O nome disso se chama mercado e oportunismo. O que é uma boa notícia, o projeto protofascista mal começou e seus ideólogos já começam a abandonar o barco.

O governo Bolsonaro bloqueou o dinheiro do Fundo Setorial do Audiovisual e vai estrangular o cinema brasileiro; cortou os editais e apoios da Petrobrás para os mais importantes Festivais de cinema do Brasil, o presidente da Ancine suspendeu repasses para o Audiovisual, propuseram acabar com a “desgraça” da Lei Rouanet, extinguiram o Ministério da Cultura e os produtores culturais, artistas, cineastas, todo o campo cultural é alvo de um revanchismo nunca visto, são os leprosos da paranóia bolsonarista anticultura, antieducação, obscurantista.

É Padilha, não doeu só na consciência, doeu no bolso!
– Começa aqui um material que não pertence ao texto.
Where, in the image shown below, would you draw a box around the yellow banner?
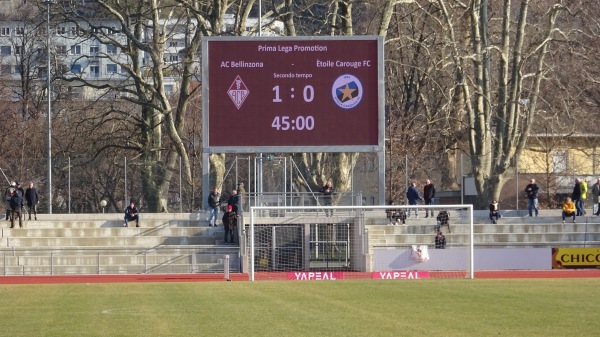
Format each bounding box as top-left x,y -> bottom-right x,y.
552,247 -> 600,269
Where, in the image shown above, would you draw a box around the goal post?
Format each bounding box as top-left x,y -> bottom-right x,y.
241,205 -> 474,281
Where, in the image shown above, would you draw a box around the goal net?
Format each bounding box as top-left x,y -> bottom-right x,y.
242,205 -> 473,281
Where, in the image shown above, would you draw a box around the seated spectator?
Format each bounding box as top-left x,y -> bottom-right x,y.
490,199 -> 501,224
563,197 -> 577,223
435,210 -> 452,234
125,201 -> 140,227
435,232 -> 446,249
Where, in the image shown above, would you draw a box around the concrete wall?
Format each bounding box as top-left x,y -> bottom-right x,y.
373,247 -> 552,271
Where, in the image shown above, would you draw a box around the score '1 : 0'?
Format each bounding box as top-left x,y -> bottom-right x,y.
273,85 -> 315,103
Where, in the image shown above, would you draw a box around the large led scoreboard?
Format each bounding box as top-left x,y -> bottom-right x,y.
202,36 -> 384,153
202,36 -> 385,206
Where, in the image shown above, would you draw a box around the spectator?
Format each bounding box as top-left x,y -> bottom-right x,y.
385,201 -> 406,225
435,232 -> 446,249
562,197 -> 577,223
320,180 -> 334,216
525,178 -> 540,216
592,179 -> 600,216
10,189 -> 23,228
124,201 -> 140,227
4,181 -> 17,220
406,182 -> 423,218
208,187 -> 221,227
435,210 -> 452,234
223,205 -> 238,245
571,178 -> 585,216
423,179 -> 435,218
490,199 -> 501,224
227,190 -> 240,214
237,183 -> 244,209
579,179 -> 588,211
25,182 -> 40,220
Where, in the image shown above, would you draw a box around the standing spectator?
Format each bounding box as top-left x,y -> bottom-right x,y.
237,183 -> 244,209
406,182 -> 423,218
571,178 -> 585,216
490,199 -> 500,224
227,190 -> 240,214
10,189 -> 23,228
208,187 -> 221,227
125,201 -> 140,227
592,179 -> 600,216
435,232 -> 446,249
223,205 -> 238,245
562,197 -> 576,223
579,179 -> 587,211
385,201 -> 406,225
4,181 -> 17,220
319,180 -> 333,216
435,209 -> 452,234
423,179 -> 435,218
25,182 -> 40,220
525,178 -> 540,216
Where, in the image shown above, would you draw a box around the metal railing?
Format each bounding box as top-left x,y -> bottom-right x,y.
0,246 -> 240,276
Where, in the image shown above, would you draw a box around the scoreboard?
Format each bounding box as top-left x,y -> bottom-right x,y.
202,36 -> 384,152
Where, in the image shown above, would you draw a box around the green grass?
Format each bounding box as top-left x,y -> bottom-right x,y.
0,279 -> 600,337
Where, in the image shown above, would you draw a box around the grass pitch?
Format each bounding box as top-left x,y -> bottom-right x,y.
0,279 -> 600,337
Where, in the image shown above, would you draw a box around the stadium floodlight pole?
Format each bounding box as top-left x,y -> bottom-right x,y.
42,0 -> 55,214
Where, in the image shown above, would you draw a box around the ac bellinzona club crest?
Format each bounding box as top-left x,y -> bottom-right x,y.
227,75 -> 250,110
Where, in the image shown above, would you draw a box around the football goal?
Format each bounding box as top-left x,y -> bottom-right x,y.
242,205 -> 473,281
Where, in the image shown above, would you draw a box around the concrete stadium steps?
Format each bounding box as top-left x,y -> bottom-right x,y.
0,246 -> 240,275
7,264 -> 223,275
0,235 -> 221,248
5,219 -> 208,228
0,213 -> 240,275
0,224 -> 216,238
7,251 -> 237,266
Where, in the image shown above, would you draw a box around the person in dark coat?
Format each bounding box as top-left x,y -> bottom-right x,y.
10,190 -> 23,228
208,187 -> 221,227
423,179 -> 435,218
227,190 -> 240,214
223,206 -> 238,245
406,183 -> 423,218
124,201 -> 140,227
525,178 -> 540,216
435,232 -> 446,249
571,178 -> 585,216
25,182 -> 40,220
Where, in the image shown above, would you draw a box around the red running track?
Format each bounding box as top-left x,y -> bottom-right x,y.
0,269 -> 600,284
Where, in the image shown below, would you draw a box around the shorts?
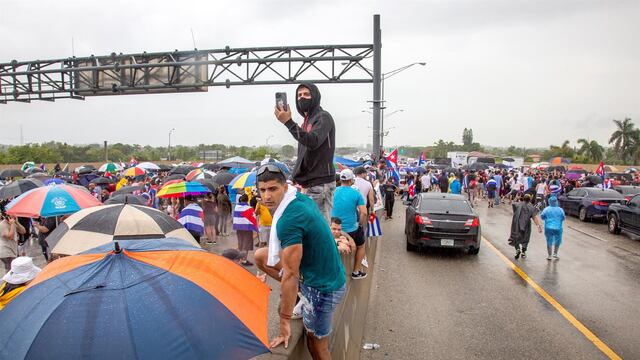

Seu filme O Mecanismo também fica queimado no exterior e entra pela porta dos fundos da história do cinema brasileiro, como testemunha do que realmente significa “viés ideológico”. Quando ficamos cegos voluntariamente para nos tornarmos vetores de um campo de crenças e ideologias.

A percepção do governo Bolsonaro fora do Brasil é ainda pior que a sua popularidade em baixa aqui. Quem vai te financiar? A Hollywood politizada do #Metoo?

Quem vai financiar a tua autocritica?

Mas a Páscoa é tempo de perdão! Bem vindo Padilha e junte-se aos arrependidos. Eles serão milhões em breve.